In India, while judges have been quick to recognize increased use of mediation as a helpful mechanism for reducing case backlogs and delays, Indian lawyers have not rushed to embrace mediation. As with American lawyers in the early 1980’s, Indian lawyers are conservative. They do not like change and are reluctant to expose their clients to the uncertain risks of an unknown ADR process. Also, understandably, Indian lawyers view mediation as potentially depriving them of income by settling cases prematurely and thereby obviating legal fees that would otherwise be earned. The same has been true for American lawyers during the growth of mediation in the US over the last twenty (20) years. In the first place, by their early acceptance and use of mediation, lawyers became not only the best trained and most qualified mediators (incorporating their mediator work into their law practices), but the lawyers who did not become mediators became the gatekeepers for mediation, selecting over 80% of the cases that are mediated and choosing the mediators for such cases.

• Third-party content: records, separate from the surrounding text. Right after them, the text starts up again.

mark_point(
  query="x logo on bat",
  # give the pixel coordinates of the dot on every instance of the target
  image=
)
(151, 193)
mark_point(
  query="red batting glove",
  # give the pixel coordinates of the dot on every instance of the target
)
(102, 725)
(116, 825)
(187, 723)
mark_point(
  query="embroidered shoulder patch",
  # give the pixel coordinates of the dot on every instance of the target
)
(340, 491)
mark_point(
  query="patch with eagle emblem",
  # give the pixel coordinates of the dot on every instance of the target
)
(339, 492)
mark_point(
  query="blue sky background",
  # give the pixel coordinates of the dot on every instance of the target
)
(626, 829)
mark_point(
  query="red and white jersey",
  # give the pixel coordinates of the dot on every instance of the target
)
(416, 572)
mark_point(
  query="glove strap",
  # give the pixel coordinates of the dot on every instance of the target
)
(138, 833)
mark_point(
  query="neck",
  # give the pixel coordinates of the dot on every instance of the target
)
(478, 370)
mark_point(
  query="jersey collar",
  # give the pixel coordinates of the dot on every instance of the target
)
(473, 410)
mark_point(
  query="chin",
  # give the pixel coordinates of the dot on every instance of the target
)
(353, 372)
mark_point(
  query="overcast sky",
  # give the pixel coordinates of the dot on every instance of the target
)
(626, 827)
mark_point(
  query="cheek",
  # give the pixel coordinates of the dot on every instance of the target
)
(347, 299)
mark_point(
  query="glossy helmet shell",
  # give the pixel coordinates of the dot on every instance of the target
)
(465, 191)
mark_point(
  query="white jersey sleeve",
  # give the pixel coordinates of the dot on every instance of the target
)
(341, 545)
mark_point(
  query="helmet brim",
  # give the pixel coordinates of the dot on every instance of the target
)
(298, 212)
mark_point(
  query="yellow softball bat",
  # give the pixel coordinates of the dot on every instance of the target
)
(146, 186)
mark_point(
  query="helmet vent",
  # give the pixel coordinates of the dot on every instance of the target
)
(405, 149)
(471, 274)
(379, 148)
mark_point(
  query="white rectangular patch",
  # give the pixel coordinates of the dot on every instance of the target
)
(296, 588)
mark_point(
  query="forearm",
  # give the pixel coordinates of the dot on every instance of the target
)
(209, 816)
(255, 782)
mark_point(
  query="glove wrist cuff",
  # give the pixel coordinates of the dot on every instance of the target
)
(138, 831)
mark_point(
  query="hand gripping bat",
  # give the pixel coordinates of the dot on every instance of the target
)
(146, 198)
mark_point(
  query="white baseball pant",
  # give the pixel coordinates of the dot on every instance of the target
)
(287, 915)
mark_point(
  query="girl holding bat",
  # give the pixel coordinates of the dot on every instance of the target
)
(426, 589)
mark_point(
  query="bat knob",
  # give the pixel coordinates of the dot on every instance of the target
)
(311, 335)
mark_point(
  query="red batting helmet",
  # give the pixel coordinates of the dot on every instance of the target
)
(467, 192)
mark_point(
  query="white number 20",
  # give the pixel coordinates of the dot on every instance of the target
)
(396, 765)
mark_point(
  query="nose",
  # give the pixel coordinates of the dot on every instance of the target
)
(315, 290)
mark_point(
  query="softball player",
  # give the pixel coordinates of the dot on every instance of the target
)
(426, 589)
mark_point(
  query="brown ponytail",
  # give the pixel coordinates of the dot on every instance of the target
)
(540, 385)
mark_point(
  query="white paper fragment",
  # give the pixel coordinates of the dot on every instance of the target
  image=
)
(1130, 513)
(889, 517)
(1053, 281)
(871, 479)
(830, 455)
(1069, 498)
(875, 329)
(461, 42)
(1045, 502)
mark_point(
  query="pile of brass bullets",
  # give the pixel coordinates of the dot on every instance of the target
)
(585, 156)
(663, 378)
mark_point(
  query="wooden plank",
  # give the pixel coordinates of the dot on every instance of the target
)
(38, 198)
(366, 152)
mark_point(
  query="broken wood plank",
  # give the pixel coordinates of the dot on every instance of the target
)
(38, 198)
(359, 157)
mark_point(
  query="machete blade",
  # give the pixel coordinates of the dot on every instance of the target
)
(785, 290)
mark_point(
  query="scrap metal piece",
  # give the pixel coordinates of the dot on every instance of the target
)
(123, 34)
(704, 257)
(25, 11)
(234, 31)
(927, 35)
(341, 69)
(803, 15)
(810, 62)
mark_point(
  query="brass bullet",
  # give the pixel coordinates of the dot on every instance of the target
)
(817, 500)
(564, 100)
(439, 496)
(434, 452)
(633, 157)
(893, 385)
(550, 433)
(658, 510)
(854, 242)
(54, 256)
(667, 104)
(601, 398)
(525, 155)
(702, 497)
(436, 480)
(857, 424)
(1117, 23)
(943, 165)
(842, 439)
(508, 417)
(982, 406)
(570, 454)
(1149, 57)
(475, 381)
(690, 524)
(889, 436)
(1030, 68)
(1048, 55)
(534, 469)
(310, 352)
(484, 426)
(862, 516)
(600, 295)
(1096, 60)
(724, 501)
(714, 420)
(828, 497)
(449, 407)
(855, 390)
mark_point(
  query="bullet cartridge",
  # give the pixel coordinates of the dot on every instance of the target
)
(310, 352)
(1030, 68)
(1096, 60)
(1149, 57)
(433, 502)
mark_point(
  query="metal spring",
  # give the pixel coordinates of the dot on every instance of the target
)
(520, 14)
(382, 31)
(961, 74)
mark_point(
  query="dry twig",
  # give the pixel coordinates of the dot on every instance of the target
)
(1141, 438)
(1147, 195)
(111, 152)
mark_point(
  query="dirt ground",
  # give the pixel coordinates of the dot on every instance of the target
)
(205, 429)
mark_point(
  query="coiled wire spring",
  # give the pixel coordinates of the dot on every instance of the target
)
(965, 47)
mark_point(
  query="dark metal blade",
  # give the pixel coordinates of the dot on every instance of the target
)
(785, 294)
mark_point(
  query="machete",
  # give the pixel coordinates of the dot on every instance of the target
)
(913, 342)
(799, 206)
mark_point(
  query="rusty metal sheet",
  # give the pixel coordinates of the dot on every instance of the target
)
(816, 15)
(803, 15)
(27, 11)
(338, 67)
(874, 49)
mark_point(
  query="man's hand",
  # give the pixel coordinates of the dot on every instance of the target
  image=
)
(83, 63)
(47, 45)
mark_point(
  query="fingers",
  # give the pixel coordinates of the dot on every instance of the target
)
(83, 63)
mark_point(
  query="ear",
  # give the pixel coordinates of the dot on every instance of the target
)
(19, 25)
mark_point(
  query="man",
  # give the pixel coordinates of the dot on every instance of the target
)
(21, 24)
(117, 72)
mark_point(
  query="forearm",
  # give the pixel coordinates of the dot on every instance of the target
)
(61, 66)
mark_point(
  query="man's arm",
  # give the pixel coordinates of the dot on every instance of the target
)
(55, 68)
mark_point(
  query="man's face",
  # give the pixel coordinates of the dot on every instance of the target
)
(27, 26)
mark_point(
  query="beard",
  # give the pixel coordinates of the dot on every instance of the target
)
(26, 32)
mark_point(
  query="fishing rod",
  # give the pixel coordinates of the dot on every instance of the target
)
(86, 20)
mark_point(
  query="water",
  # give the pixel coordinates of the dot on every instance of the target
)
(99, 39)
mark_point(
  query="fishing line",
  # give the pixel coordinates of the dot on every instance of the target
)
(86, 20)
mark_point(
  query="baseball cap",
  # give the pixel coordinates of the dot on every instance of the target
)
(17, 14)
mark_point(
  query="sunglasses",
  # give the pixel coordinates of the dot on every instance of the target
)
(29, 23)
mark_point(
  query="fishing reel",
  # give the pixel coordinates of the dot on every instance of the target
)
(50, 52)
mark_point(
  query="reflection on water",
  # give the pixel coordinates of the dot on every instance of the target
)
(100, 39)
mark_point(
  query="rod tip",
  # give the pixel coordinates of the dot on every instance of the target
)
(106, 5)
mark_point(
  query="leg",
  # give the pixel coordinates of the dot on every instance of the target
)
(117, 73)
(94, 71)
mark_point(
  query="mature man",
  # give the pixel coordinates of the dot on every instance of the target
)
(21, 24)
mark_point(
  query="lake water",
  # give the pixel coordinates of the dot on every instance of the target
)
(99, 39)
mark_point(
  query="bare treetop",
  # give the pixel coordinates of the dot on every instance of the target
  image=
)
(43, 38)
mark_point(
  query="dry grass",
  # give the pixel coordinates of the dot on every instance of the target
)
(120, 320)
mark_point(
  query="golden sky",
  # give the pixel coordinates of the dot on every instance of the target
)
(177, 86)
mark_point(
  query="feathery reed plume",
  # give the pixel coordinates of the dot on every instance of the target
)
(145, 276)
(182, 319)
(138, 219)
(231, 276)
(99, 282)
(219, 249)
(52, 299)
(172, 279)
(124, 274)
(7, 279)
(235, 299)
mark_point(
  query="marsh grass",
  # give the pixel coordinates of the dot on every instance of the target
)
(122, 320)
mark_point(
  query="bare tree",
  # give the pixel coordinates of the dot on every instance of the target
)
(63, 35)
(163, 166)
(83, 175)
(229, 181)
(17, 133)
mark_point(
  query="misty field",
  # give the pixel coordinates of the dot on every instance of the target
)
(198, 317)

Private litigants, too, may harbour anxiety about mediation as an alternative to the court system. Fearful of exploitation, distrustful of private proceedings, comforted by the familiarity of the court system, insecure about making decisions about their own interests, or interested in vexatious litigation or in delaying the case for economic reasons, some litigants may prefer the lawyer-dominated, public, formal, and evaluative judicial process.
These impressions are inaccurate for a variety of reasons. First, mediation will not frustrate the preferences of such litigants; indeed, their right to trial will be preserved. An effective mediation process can quickly allay these fears. Litigants involved in the process are much less likely to be exploited. They will quickly understand that the mediator has no power or social control over them or their resolution of the dispute. Second, effective facilitators will gain their trust over time. Third, if the parties still feel the need for an evaluation of the legal issues, the mediation can be accordingly designed to deliver that service. At times, litigants can better save face with members of their family, community, or organization, if they can cast responsibility for the result on a neutral third party, and for this group, a strong evaluative process may be appropriate. While judges and the courts provided the initial impetus toward mediation in the United States, it was the lawyers’ and law schools’ acceptance of the court’s challenge to find better ways of resolving disputes that lead to rapid and widespread acceptance of mediation in the United States. Globally, however, the explosion of mediation in Europe and in Asia is being spearheaded by corporations, as multi-national corporations (“MNC’s”) seek quicker, cheaper and less disruptive means for settling internal employer, management and shareholder disputes and external commercial disputes with trade and distribution partners around the world. At the first annual European Business Mediation Congress convened October 21-23, 2004 by CPR Institute of Dispute Resolution, 140 attendees (including representatives from most of the world’s largest law firms) responded to a Survey on European Business Mediation indicating that 60% viewed MNC’s as necessarily leading the charge in globalization of mediation, while, 25% viewed lawyers as the leaders, and only 7% viewed courts as the leaders in mediation on the international commercial scene. Now that major corporate clients have discovered mediation and are pushing for it, lawyers who resist the increased use of mediation in India will likely lose credibility with existing or potential MNC clientele. Once it is understood that mediation is intended to complement (not replace) the judicial process, that it is highly adaptable to different contexts, and that expertise in India is already growing rapidly, the apprehensions may quickly dissipate.